A version of this post first appeared on TKer.co

Something I love about Barry Ritholtz’s writing is how he often surprises you with unexpected insights.

Sure, he advances well-known — but still underappreciated — wisdom like how index fund investing is hard to beat and why making short-term market forecasts is futile.

But he offers much more than that.

Take this excerpt on psychology from his new book, "How Not To Invest," which he shared in a recent piece for Bloomberg:

Trick Your Lizard Brain

Nobel laureate Paul Samuelson once said, "Investing should be more like watching paint dry or watching grass grow. If you want excitement, take $800 and go to Las Vegas." While the dopamine hit that comes from a risky stock bet paying off may be enjoyable, passive management is the better option for most investors looking to grow long-term wealth.

The catch is that you must take steps to protect yourself from, well, yourself. To do so, set up a "mad-money account" — or a cowboy account, as it’s sometimes called. Add less than 5% of your liquid capital, so maybe $5,000 if you’re liquid enough to have $100,000 as a safety net. Now you can indulge your inner hedge fund manager without jeopardizing anything too material.

If it works out, you’re more likely to let those winners run because it’s for fun and not your real money. If it’s a debacle, appreciate the terrific lesson that should remind you that this is not your forte.

In his book, Barry shares a little more on what he personally does:

In my cowboy account, using 2% of my liquid net worth, I play the dumbest game possible: Market timing with out-of-the-money stock option calls…
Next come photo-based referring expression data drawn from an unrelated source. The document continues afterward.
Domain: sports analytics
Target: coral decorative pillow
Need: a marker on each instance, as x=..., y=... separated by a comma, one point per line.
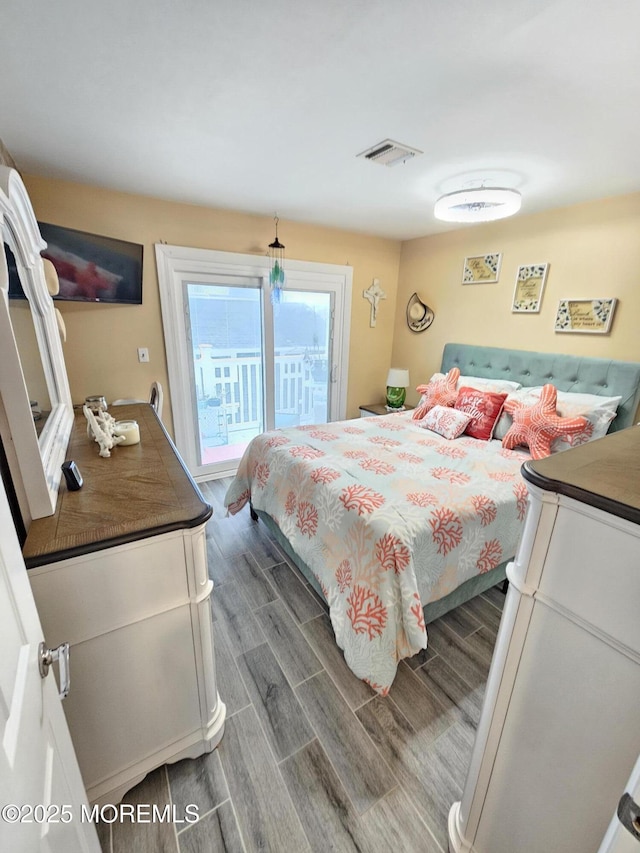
x=447, y=422
x=441, y=392
x=537, y=426
x=485, y=407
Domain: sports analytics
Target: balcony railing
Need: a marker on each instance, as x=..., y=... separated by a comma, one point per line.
x=229, y=392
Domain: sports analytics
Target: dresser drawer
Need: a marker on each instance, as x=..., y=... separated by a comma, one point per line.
x=87, y=596
x=592, y=569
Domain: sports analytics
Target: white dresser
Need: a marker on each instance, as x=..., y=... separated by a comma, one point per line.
x=560, y=726
x=120, y=573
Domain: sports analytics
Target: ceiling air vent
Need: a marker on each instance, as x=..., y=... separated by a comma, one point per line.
x=389, y=153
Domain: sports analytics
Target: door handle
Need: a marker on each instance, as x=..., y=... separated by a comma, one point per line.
x=47, y=656
x=629, y=815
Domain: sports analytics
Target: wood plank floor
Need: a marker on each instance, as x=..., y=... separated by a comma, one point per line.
x=312, y=759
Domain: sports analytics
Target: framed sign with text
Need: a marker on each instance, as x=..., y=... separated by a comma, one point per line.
x=592, y=316
x=530, y=281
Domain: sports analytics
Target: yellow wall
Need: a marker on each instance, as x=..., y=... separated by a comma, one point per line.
x=593, y=250
x=102, y=340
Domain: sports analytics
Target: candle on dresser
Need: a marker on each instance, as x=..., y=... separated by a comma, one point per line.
x=130, y=430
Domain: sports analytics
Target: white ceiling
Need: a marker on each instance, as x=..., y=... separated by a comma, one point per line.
x=263, y=106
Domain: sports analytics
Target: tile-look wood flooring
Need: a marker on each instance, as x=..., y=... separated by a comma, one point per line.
x=312, y=759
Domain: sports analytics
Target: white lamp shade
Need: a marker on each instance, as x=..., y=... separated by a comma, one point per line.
x=398, y=378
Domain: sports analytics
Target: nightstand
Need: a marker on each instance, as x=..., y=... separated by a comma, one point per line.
x=378, y=409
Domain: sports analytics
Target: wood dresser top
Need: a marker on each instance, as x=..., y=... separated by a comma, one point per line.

He discusses specific trades he’s made. I’ll let you buy the book if you really want the details.

Here’s his bottom line.

Regardless of the results, it allows my inner junkie to leave my main portfolio alone. That is the true value of the cowboy account — my real money remains unmolested by me and my big dumb lizard brain.

Like most of us, Barry is not a machine. He is a human with a brain. And when your brain is mismanaged, it can be your worst enemy.

The idea of having a "cowboy account" is not without its issues. Some of you might say it could be a slippery slope towards costlier risk taking. This advice certainly isn’t for everybody. But let’s also not pretend like living in denial of your instincts and biases isn’t risky either.

As TKer subscribers know, my investing mostly consists of buying and holding passively managed index funds. But while I may have lost my taste for picking stocks and timing the market a long time ago, I haven’t lost my appetite for risk.